GCN Circular 14332
Subject
GRB 130325A: Fermi LAT detection
Date
2013-03-27T02:12:28Z (12 years ago)
From
Julie McEnery at NASA/GSFC <julie.e.mcenery@nasa.gov>
G. Vianello (Stanford), J. McEnery (NASA/GSFC), M. Ohno (Hiroshima U.),
J Racusin and E. Troja (CRESST) report on behalf of the Fermi-LAT team:
The Fermi Large Area Telescope (LAT) detected emission from GRB 130325A
(GBM trigger 130325203/385879917).
This burst was detected over a 1300 s integration following the GBM
trigger using
the P7SOURCE data class. This burst seems unusual because despite being
within
the field of view of the LAT at the time of the GBM trigger, it was not
detected by
the LAT during the prompt phase, which lasted 10 s (GCN 14329).

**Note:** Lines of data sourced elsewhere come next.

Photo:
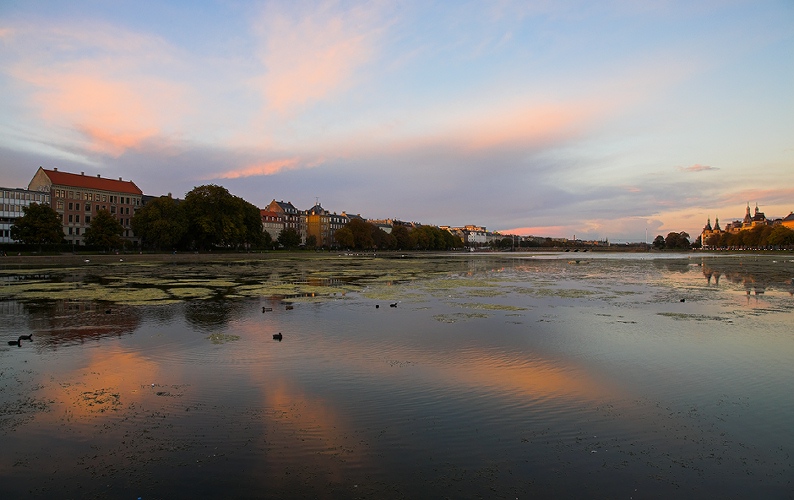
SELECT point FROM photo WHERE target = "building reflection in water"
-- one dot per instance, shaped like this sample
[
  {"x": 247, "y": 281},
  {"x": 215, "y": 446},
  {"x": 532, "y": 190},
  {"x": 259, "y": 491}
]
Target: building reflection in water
[{"x": 62, "y": 322}]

The best LAT on-ground location is found to be RA, DEC 122.78, -18.90
(J2000)
with an error radius of 0.25 deg (68% containment, statistical error
only), this
was 51 deg from the LAT boresight at the time of the trigger and
triggered an
autonomous repoint of the spacecraft at 04:52:31.48 UT.
A Swift ToO has been submitted.
The Fermi LAT point of contact for this burst is Julie McEnery
(julie.mcenery@nasa.gov).
The Fermi LAT is a pair conversion telescope designed to cover the energy
band from 20 MeV to greater than 300 GeV. It is the product of an
international
collaboration between NASA and DOE in the U.S. and many scientific
institutions
across France, Italy, Japan and Sweden.